As political scientist Hadley Arkes explains, gay marriage supporters "insist that marriage will not be available to ensembles of the polygamous, or even to alliances of widows or brothers and sisters" wanting to take advantage of tax benefits. And yet, Arkes notes, "the parade of scary possibilities becomes virtually impossible to constrain precisely because it is brought forth by the very principles that are put in place by the argument for same-sex marriage." Events in Holland, where a notary public recently approved a cohabitation contract between a man and two women, bear out this prediction. And once marriage loses its integrity as a concept, Arkes warns, it "will lose also its special standing as something to be esteemed and sought," especially when forced to compete with "Marriage Lite": Cohabitation contracts that are far easier to get into and out of, and make far fewer demands, than marital contracts. Fewer and fewer people will see any point in tying the knot, as Scandinavians have already demonstrated.

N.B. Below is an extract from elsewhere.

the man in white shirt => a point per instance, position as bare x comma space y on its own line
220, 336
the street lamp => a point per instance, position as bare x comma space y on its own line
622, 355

When de facto same-sex marriage became law in Scandinavia in the 1980s and 1990s, the rate of heterosexual marriage plummeted. Scandinavian children, who watch uncommitted adults wander into and out of their homes, are paying a heavy emotional price.

If same-sex marriage is legalized in America, the authors warn, it will become almost impossible to regulate sexual behavior of any kind. For instance, if marriage is rooted in sexual gratification rather than procreative, heterosexual intercourse (as the Massachusetts Supreme Judicial Court has declared), then why should a child be prevented from marrying an adult if a judge determines the child won't be harmed? On what grounds would we prevent a father from marrying his sterile daughter, or a woman from marrying her favorite dolphin, as a British woman did on December 28, 2005, in Israel?

The supporters of gay marriage would have us conduct this conversation exclusively in the language of rights. But the contributors to The Meaning of Marriage are determined to get readers beyond such talk to an understanding of how much we stand to lose if we allow our elites to continue tinkering with the definition of marriage. They provide irrefutable proof that marriage cannot be supersized to appease the demands of those whose main concern is social approval for same-sex unions, plural marriages--or worse. Either we retain the traditional form of wedlock, or marriage--along with healthy family life--will go the way of typewriters and buggy whips.